佐倉宗吾(さくらそうご)

 嘉永4年(1851)8月江戸中村座初演。三代目瀬川如皐作。本名題は「東山桜荘子(ひがしやまさくぞうし)」。下倉に伝わる佐倉宗五郎伝説は、講談で持てはやされており、それを歌舞伎化した異色の農民劇。

《あらすじ》下総佐倉一帯の農民は不作続きと、領主堀田上野介の苛政に苦しめられていた。佐倉の名主木内宗吾は、主だった農民たちとともに郡代や江戸藩邸へ減税を願い出るが、家老たちは却下する。農民たちは動揺し、一揆を起こしかねない。宗吾は単身将軍へ直訴する覚悟を決め、その前に妻子に別れを告げようと帰郷する。雪の中、我が家へ戻った宗吾は、直訴の罪が他に及ぶのをおそれ、妻を離縁し、妻子を安全な立場に置こうとする。だが、妻のおさんは宗吾と生死を共にする覚悟を変えない。宗吾は妻子に最後の別れを告げ、再び江戸に向かう。そして寛永寺に将軍が御成りの日に、直訴を決行。松平伊豆守の温情で、訴状は受け取られたが、堀田上野介はこれを怒り、宗吾はもとより、妻子もろとも磔の刑に処す。子供たちの助命を願っていた宗吾の伯父仏光寺光然は報せを聞いて、世を呪いながら印旛沼に入水する。
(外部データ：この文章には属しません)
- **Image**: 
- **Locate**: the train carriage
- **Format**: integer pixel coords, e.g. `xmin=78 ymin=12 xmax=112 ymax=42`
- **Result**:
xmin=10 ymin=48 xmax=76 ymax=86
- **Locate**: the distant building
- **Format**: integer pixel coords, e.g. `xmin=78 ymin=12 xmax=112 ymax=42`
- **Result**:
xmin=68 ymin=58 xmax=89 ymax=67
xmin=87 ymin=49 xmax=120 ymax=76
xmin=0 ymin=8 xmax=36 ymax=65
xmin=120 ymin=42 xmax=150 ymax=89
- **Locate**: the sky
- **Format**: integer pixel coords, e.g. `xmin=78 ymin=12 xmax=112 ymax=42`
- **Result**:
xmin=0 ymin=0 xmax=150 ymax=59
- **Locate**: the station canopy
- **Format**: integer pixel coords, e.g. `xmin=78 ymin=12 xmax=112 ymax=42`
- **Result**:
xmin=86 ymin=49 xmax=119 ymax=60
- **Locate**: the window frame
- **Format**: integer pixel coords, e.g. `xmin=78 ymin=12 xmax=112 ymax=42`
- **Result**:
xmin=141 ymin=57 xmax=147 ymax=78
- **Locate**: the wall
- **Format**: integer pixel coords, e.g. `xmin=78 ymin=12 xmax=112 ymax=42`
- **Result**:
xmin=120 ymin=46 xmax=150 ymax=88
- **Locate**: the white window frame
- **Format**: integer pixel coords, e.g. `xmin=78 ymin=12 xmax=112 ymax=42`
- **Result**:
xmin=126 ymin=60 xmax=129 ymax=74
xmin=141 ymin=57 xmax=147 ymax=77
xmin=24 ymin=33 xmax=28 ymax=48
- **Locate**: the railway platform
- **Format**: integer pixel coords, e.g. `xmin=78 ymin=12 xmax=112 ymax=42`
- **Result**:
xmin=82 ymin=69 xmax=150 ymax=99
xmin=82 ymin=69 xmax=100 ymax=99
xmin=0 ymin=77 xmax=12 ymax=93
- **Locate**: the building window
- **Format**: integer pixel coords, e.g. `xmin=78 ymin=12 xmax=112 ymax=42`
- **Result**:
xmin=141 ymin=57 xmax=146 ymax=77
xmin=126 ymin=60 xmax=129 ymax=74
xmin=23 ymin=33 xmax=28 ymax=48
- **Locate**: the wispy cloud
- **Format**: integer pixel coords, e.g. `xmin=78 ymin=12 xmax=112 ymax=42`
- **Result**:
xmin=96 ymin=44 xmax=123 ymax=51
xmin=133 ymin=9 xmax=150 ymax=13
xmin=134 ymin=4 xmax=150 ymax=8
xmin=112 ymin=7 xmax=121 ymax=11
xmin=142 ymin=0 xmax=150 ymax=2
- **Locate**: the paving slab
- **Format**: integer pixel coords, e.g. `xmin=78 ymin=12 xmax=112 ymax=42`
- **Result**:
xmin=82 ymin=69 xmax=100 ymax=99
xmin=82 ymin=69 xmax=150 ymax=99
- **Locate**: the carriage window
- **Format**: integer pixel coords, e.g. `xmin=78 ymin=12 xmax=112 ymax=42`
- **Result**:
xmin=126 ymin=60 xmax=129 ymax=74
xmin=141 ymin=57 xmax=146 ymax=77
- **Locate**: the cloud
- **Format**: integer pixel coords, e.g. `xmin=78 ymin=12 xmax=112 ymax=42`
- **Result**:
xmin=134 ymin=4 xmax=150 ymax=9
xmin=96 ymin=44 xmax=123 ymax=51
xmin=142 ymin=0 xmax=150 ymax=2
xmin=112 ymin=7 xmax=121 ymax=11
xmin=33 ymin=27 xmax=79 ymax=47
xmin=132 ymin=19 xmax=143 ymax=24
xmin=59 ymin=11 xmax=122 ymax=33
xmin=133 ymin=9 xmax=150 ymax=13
これら非業の死を遂げた人々の怨霊が、上野介を悶死させ、堀田家を滅ぼす。

《愁嘆場》直訴決行を前に宗吾は、妻子と断腸の思いで別れを惜しむ。外に降る雪が哀れをさそう。この芝居の愁嘆場である。愁嘆場とは、作中の人物が悲劇的な離別、逆境、悲運、また誰かの犠牲的な行為などに対して悲嘆の涙を流し、観客もこれに応じて涙を流すような場面を言う。演劇において愁嘆場は、一曲の内のクライマックスを形成するものである。その場合、この芝居のように雪を用いたり、音楽を効果的に使い、役者の演技を助長する演出がなされる。もともと演劇用語の愁嘆場は、一般用語としても使われるようになっている。

《別れと雪》歌舞伎においての雪は、「哀」の場面でよく使われる。ひらひらと絶え間なく降る紙吹雪が、悲壮感を更にあおる。「佐倉宗吾」でも、宗吾と家族の間に雪は容赦なく降り、お互いの姿をみえなくさせる。それぞれの距離感、複雑な思いなどを効果的に観客に伝える演出である。